Five civilians, including three children, were killed and 24 other people were wounded in three separate attacks by Taliban militants in southern and eastern Afghanistan yesterday, officials said.
A rocket hit house early in the morning in Behsud district of eastern Nangarhar Province, killing two children while wounding three women and one man, an interior ministry statement said.
The ministry blamed the attack on “enemies of the people of Afghanistan” — a term often used to refer to the Taliban insurgents.
Meanwhile, a bomb blast near a bank branch in Lashkar Gah, the capital of southern Helmand Province, killed three civilians and wounded 15 others, provincial spokesman Daud Ahmadi said.
Minutes later a second bomb exploded close to a high school in Lashkar Gah and injured three more children, an adult and a policeman, Ahmadi said.
Violence in Afghanistan has continued to increase in recent months, as has the use of improvised explosive devices and suicide attacks, UN Secretary-General Ban Ki-moon said in a new report.
Ban’s latest quarterly report to the 15-nation UN Security Council, released on Saturday, confirmed what NATO powers fighting in Afghanistan have suggested — that the country is increasingly dangerous nearly nine years after a US-led invasion toppled the Taliban government.
“The overall security situation has not improved,” said the report, which was posted on the UN Security Council Web site.
The “alarming trend of increased improvised explosive device incidents and the occurrence of complex suicide attacks persisted,” it said. “Military operations also intensified.”
Most of the security incidents in recent months have involved armed clashes and improvised roadside explosives, which have proven ralespecially deadly in both Iraq and Afghanistan, the report said.

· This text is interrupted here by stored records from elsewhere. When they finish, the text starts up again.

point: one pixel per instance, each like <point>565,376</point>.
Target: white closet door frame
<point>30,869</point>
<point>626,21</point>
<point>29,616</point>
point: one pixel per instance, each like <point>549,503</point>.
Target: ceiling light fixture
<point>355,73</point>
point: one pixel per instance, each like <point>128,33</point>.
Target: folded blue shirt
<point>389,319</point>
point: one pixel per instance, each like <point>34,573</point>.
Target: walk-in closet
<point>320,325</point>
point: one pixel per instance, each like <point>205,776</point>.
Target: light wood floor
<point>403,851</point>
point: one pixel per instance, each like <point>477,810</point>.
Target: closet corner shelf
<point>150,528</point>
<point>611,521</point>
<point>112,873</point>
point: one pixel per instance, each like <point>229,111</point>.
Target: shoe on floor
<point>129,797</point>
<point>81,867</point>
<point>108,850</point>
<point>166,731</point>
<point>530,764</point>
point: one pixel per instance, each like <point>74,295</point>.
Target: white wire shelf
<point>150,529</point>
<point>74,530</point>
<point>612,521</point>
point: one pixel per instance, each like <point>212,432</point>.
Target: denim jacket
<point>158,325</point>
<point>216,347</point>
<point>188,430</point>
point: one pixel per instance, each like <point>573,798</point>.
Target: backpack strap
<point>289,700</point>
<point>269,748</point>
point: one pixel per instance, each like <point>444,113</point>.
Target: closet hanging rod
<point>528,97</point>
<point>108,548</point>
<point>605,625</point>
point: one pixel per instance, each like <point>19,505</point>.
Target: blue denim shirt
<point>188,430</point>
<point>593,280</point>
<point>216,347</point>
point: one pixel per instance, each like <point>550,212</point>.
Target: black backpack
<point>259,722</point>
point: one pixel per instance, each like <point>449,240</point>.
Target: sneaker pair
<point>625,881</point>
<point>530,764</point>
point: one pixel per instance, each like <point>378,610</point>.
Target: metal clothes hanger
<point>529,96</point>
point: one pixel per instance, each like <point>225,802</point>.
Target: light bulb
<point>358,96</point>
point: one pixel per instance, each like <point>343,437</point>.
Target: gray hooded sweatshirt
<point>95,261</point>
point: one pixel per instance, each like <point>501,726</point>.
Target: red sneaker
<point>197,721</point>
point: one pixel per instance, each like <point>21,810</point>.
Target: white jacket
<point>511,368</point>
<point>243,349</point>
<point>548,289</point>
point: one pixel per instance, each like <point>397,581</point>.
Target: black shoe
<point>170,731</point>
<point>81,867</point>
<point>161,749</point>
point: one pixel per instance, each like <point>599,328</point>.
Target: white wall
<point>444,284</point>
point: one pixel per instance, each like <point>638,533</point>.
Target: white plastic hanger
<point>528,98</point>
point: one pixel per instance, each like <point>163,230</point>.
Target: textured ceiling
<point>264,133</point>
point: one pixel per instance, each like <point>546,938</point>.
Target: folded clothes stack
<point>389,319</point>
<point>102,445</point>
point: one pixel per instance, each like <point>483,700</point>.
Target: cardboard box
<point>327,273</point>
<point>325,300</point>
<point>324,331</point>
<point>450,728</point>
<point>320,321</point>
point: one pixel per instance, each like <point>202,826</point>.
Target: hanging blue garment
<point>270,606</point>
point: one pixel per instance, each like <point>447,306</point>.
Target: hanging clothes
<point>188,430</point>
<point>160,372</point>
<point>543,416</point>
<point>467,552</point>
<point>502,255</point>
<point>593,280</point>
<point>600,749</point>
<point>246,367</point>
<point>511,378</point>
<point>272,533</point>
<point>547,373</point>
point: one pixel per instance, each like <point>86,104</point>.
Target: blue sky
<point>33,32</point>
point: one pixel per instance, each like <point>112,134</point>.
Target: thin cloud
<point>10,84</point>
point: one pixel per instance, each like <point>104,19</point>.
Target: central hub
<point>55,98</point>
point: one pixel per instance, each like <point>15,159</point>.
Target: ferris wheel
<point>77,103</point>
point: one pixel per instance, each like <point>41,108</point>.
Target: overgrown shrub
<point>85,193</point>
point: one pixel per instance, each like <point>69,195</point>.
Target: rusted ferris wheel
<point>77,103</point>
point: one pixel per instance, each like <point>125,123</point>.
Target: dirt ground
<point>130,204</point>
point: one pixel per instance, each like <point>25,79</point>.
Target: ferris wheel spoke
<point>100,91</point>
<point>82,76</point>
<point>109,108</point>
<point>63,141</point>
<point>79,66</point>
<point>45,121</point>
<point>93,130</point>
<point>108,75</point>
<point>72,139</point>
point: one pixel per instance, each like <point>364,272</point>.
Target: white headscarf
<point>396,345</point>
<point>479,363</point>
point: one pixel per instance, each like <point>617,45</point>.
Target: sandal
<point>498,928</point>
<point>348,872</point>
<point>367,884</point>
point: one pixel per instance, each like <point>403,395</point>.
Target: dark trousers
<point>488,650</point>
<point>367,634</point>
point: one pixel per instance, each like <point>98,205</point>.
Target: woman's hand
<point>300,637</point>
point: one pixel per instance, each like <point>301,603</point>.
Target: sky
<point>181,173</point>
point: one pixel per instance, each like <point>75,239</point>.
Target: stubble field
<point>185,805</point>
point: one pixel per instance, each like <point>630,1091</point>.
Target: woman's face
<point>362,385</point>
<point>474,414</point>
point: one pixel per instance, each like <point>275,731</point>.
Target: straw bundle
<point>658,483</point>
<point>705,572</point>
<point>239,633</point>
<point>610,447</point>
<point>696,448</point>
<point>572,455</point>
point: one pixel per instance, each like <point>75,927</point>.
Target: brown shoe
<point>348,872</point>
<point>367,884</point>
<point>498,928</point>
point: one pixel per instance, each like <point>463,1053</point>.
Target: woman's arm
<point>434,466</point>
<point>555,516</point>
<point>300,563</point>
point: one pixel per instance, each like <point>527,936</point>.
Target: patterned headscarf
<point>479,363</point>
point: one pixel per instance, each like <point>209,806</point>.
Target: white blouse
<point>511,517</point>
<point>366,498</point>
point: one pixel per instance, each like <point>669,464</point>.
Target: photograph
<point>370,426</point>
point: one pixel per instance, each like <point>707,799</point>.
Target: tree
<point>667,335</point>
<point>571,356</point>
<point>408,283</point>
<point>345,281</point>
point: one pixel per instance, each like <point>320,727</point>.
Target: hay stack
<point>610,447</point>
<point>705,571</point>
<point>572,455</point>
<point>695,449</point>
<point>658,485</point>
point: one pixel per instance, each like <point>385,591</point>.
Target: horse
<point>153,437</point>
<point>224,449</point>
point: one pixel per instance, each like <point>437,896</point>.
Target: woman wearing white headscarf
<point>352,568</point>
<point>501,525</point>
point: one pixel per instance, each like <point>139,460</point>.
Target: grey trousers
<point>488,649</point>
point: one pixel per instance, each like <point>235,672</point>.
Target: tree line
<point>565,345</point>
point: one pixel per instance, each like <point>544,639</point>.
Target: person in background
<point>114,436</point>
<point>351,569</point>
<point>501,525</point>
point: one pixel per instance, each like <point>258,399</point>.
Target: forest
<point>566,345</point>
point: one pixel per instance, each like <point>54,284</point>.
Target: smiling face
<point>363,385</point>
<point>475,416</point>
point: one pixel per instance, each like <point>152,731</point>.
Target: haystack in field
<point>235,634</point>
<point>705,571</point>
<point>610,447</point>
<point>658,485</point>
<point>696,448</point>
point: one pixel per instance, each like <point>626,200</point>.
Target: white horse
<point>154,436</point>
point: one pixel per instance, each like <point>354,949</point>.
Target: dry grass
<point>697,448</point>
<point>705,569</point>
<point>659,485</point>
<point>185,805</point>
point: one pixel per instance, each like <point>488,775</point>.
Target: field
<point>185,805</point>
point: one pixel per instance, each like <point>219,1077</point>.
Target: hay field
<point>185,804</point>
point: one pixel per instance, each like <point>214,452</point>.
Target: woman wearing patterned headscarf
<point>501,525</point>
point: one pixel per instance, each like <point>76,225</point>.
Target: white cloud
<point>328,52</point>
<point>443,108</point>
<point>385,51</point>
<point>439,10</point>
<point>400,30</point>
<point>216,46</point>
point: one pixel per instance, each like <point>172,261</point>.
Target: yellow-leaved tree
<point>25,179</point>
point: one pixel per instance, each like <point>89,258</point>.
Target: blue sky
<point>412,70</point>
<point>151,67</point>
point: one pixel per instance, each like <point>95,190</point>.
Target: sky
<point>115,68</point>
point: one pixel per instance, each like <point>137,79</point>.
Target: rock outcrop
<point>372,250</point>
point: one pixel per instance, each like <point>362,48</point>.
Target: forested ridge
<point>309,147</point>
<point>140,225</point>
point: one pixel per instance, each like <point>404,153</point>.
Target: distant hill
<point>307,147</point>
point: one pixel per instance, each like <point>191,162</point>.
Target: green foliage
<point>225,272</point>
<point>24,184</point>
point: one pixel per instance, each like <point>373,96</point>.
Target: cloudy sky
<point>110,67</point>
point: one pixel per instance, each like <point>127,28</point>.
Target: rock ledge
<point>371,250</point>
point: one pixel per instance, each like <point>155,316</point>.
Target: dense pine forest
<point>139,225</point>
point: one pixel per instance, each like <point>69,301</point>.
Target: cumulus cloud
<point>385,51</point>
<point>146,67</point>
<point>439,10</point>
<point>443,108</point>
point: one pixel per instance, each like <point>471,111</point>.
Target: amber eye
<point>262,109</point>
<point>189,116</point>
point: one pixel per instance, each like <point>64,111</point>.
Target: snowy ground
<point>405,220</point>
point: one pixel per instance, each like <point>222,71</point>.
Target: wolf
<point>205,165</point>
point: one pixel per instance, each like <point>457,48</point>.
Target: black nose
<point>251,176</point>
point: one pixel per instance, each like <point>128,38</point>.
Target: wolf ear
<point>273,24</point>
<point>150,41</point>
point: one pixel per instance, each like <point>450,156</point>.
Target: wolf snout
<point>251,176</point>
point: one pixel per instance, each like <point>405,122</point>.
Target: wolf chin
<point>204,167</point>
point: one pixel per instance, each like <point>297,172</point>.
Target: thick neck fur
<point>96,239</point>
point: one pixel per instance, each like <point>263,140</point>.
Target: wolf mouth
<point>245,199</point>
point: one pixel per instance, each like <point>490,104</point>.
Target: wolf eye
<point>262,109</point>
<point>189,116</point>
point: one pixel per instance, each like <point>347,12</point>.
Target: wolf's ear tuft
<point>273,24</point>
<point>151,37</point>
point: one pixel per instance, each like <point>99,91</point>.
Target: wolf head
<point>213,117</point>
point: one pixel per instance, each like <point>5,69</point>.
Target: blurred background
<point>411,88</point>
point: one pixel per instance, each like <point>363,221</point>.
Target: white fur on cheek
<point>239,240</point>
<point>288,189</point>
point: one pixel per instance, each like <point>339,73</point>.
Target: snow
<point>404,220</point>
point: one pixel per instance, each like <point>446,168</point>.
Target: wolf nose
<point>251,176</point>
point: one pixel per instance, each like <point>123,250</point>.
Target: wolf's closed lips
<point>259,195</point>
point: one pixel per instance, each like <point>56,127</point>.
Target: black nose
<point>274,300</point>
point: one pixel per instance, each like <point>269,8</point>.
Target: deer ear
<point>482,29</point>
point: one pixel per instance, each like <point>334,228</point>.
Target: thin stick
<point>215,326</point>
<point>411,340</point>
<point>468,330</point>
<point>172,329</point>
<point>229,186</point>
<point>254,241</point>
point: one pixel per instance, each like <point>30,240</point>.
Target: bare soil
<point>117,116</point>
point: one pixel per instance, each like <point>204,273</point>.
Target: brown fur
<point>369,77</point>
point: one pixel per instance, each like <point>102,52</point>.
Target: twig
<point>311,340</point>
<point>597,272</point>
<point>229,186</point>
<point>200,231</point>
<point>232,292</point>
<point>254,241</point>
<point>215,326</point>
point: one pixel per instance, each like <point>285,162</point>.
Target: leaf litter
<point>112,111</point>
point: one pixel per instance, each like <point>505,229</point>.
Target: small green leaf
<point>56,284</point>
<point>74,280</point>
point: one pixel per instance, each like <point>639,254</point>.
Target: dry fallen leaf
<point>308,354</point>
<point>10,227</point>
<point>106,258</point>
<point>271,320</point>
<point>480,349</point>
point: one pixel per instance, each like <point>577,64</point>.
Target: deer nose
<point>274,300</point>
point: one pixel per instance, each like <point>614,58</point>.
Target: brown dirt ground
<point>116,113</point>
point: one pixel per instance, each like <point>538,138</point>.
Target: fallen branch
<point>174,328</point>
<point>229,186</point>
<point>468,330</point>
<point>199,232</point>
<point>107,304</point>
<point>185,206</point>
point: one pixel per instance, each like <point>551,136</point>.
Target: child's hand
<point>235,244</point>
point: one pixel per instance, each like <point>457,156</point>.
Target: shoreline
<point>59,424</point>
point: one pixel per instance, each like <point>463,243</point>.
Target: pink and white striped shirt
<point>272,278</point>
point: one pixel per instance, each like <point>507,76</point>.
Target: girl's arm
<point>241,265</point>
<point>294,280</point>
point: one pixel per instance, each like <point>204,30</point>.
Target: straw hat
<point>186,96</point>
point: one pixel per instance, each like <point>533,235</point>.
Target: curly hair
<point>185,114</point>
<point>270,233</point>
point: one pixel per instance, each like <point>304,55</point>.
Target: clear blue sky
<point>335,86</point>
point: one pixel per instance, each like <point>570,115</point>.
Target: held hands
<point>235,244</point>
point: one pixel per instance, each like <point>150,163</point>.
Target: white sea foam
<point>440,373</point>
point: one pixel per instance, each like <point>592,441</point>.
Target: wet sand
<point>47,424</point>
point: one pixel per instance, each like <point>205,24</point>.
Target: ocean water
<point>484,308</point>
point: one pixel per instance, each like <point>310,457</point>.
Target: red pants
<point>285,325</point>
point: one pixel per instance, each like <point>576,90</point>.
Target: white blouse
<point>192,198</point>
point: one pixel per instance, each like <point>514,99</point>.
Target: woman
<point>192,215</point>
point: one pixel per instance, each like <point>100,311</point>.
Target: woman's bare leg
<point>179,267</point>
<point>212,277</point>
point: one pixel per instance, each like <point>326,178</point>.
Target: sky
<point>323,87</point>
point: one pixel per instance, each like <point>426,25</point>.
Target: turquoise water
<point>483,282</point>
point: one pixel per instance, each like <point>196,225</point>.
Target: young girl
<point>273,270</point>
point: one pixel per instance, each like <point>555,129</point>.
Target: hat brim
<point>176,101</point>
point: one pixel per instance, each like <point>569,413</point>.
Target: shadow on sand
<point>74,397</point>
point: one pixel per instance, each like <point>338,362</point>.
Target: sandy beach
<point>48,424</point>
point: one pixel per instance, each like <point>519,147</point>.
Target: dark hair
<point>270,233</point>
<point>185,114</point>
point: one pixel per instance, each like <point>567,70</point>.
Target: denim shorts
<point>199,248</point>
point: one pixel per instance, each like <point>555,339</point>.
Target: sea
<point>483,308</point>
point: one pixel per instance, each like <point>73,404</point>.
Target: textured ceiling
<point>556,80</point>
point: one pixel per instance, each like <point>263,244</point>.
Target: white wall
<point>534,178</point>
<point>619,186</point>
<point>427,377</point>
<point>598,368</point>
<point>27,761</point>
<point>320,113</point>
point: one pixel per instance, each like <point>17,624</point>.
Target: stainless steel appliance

“The rise in incidents involving improvised explosive devices constitutes an alarming trend, with the first four months of 2010 recording a 94 percent increase compared to the same period in 2009,” it said.
There have been some three suicide attacks per week, half of them in the south of the country, it said.
There are also an average of two more complex suicide attacks per month — bigger operations involving more assailants — double the average for last year, it said.
“The shift to more complex suicide attacks demonstrates a growing capability of the local terrorist networks linked to al-Qaeda,” it said.